The recent interest of state politics in participating in the financing of these spaces of production and circulation has caused controversy to enter the dialectic surrounding the independent with regard to contemporary art in Bogotá. In the specific case of M I A M I, which recently won one of these state grants, these governmental impulses were not exempt from a certain initial distrust at the moment of presenting the project to the competition. One already knows that money rarely comes free, without collateral interests or exigencies. And that not in all parts has the production of art had a tradition of incentives for financing with public money. Suspicions about the interest of governmental policies in the material of art aside (when they are interested, why, and when they are not why not, the mistrust is constant), in Bogotá state attention is re-orientating towards artists’ spaces rather than the classical formats of open submissions for production and international residencies that we all are familiar with.

If there is something that currently characterises contemporary art institutions it is the interest, study and reflection upon one of the major components involved in the cultural ecosystem: the public. So that as well as the determinant ideology behind each institutional space, there are strategies for action for the formation of possible publics. Consider, for example, the introduction of public programmes in many contemporary art museums where the creation of a para-academic discourse is as important as its exhibition programme. Even though when we consider independent spaces, the first thing that comes to mind is the fascination with the autonomous impulse, the question of the public is also not so distant for them. For the moment and due to the more or less precarious conditions that can influence the development of independent art spaces, this formation of publics, that comes hand in hand with a better or worse planned strategy, doesn’t seem to be as prevalent as it is within the institutional arena. One of the risks that these spaces run is that instead of having a critical and assiduous public, they only manage to have the type of sporadic visitor, in addition to close friends, who attends places that offer the charm of the new, that are fashionable and talked about in the small circles of artistic society. The members of M I A M I, for example, have realised that at the moment they seem to have two large sectors of public: one that comes to discover the exhibitions and one that regularly attends the film club projections. The question here, for them, is how to make these two types of public interrelate and become interested in all the activities in the house.

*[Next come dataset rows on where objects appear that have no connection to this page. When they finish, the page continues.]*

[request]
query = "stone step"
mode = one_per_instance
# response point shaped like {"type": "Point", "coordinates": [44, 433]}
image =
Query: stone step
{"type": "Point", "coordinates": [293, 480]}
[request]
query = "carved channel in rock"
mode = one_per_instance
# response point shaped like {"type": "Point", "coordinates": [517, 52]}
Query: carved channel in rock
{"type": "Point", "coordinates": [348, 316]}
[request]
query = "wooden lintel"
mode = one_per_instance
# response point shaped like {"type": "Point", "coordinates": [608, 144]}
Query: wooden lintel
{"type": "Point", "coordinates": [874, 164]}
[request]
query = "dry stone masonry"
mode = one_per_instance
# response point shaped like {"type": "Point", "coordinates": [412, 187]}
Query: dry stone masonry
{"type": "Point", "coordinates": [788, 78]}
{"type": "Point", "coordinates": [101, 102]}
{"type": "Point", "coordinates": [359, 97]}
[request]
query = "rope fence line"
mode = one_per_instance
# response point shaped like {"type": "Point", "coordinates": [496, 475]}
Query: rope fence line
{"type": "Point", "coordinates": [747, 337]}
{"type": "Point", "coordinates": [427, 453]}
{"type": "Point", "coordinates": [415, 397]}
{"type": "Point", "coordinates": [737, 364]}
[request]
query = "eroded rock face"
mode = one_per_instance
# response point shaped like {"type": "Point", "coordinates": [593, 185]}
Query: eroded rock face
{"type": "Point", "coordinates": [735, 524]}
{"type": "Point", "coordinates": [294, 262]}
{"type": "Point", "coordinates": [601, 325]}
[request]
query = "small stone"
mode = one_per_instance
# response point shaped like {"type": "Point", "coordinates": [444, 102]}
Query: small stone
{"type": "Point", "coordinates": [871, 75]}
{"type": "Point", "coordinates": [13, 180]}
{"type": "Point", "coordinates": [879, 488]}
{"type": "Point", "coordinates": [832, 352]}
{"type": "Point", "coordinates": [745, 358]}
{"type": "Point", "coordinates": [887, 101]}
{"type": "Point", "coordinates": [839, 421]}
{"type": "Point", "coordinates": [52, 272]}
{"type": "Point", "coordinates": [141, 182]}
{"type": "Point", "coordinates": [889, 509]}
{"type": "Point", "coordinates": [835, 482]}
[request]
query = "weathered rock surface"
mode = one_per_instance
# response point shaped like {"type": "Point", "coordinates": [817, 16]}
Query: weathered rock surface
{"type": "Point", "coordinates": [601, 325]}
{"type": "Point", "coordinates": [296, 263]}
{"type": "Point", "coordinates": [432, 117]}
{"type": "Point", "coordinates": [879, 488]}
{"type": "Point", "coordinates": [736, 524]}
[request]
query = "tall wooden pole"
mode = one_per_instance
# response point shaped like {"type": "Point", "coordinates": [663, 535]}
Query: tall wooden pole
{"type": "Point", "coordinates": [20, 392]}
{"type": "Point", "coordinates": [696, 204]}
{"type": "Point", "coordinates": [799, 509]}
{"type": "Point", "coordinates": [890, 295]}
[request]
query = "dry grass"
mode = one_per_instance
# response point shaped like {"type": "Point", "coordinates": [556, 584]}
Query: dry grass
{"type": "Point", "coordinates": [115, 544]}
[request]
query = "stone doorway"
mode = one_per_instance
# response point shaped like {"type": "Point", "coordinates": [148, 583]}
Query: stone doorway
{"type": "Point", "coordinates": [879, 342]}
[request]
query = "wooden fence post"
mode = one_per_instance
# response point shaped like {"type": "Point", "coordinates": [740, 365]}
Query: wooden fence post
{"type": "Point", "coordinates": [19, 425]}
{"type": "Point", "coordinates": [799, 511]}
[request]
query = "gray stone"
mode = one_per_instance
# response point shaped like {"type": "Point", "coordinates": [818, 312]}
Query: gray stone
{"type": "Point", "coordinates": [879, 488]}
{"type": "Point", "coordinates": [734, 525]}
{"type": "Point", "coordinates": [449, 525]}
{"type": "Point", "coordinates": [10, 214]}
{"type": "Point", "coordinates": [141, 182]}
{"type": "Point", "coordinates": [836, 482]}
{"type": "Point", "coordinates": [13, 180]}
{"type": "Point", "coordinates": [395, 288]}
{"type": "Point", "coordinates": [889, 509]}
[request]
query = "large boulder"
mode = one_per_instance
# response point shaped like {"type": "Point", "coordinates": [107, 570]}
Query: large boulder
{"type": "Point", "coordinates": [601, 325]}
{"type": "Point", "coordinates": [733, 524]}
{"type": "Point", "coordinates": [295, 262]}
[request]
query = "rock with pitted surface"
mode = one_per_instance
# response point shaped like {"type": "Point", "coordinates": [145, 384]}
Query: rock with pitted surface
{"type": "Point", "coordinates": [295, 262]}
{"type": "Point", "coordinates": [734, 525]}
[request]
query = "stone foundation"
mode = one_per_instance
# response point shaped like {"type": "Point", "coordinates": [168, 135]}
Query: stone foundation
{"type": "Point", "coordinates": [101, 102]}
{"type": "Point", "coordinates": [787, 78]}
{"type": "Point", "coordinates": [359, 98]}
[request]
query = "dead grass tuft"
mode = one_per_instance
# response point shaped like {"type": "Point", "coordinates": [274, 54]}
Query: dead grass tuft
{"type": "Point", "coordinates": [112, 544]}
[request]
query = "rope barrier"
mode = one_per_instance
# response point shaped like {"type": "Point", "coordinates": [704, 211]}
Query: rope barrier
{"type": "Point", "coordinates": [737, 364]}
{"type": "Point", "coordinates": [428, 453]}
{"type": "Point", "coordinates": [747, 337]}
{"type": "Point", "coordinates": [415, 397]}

Following the example of M I A M I, of whom we could say that “they began the house with the roof”, this article could end where the majority of things begin. The name. M I A M I, evidencing power, owes its name to the famous North American city, and despite the geographic contradictions, provably the most important city in Latin America and the dream of many Latin Americans. However, in Teusaquillo they are thinking more about a conceptual relationship than of emigration to artificial paradises. M I A M I appropriates Miami in the form of a resistance to the hermetic definitions that inhabit both places.